Многое зависело и от работы наземных служб. Всякое бывало, но особенно накалялась обстановка во взаимоотношениях «земля — борт», когда наземные специалисты были невнимательны к просьбам космонавтов либо крайне придирчивы к ним по различным рабочим проблемам, причем без всяких на то оснований. Сказывались и неграмотность в области психологии взаимоотношений, и обычное занудство, и заурядное разгильдяйство. Сдавая смену, наземные спецы иногда забывали передать пожелания, просьбы и рекомендации членов экипажей, и тогда у щепетильных и ответственных ребят на борту возникали естественные претензии и нарастало раздражение. Такая ситуация начала складываться у одного из командиров орбитального комплекса — назовем его «Ъ» — во время рекордно длительного космического полета. И вот неприязнь уже потихоньку накопилась. «Чаша переполнилась», когда экипажу, которому до посадки оставалось еще месяца два, передали инструкцию о том, что они могут возвратить с собой из космоса, а чего брать нельзя.

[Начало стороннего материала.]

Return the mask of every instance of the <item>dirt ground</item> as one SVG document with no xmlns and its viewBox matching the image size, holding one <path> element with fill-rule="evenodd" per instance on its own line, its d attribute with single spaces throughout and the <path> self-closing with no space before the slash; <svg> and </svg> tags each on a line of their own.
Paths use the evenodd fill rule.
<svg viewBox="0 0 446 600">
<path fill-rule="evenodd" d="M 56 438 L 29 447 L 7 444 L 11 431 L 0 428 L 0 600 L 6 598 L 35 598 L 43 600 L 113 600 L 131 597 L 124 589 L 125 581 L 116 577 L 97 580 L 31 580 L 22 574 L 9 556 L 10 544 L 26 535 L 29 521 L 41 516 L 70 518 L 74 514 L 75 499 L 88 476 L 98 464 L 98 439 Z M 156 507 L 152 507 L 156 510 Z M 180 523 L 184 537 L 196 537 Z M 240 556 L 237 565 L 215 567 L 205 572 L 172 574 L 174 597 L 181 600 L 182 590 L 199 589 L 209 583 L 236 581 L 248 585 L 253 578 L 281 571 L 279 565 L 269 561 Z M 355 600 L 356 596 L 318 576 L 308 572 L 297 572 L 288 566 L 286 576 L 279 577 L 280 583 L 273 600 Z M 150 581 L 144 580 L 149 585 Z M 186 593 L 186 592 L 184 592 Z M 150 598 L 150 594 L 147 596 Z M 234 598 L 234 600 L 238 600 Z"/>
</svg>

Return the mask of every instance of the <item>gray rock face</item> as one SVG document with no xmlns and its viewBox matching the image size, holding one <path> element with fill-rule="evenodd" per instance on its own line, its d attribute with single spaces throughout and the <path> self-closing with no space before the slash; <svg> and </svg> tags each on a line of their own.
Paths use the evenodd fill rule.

«Ъ», который активно работал над кандидатской диссертацией и накопил большое количество всяких записей об экспериментах и инструментально-визуальных наблюдениях, сразу же возмутился. Его не устраивали вводимые весовые ограничения, и он как человек откровенно настырный пошел на конфликт с наземными специалистами. Проблема в общем-то не стоила выеденного яйца, но обе стороны встали на «упоры».
По сложившейся практике, космонавтам разрешалось брать на борт определенное количество личных вещей, сувениров и тому подобное, ну и, естественно, возвращать их на землю после полета. На земле же всегда находилось много родни и знакомых, которым хотелось вручить какой-либо сувенир, побывавший в космическом полете. В связи с этим космонавты частенько брали с борта орбитального комплекса уже отработавшие свое детали научных приборов и аппаратуры, подлежащие «отстрелу» вместе с другим мусором. На борту космического комплекса было много отслуживших срок запчастей и всякого научного хлама, который скапливался в отсеках станции, как в гараже рачительного хозяина. Иногда космонавты забирали с собой старые фотоаппараты и видеокамеры. Все эти вещи, естественно, нужно было где-то разместить в малом объеме спускаемого аппарата. Да и излишний вес тоже влиял на баллистику при спуске с орбиты. Возникала также и опасность попадания посторонних предметов под кресла космонавтов, что могло повлиять на условия мягкой посадки, которая и без того не всегда бывала мягкой. Ну, в общем, находилась тысяча причин, по которым брать с собой с борта станции на корабль посторонние предметы было и нежелательно, и опасно. Но, как всегда, у нас, славян: если нельзя, но очень хочется, то можно. Нельзя было не учитывать человеческий фактор. Все брали, несмотря ни на что, и когда благополучно приземлялись, то сразу вспоминали Бога и молились не только потому, что хорошенько «сели», но и потому, что удачно провезли сувениры.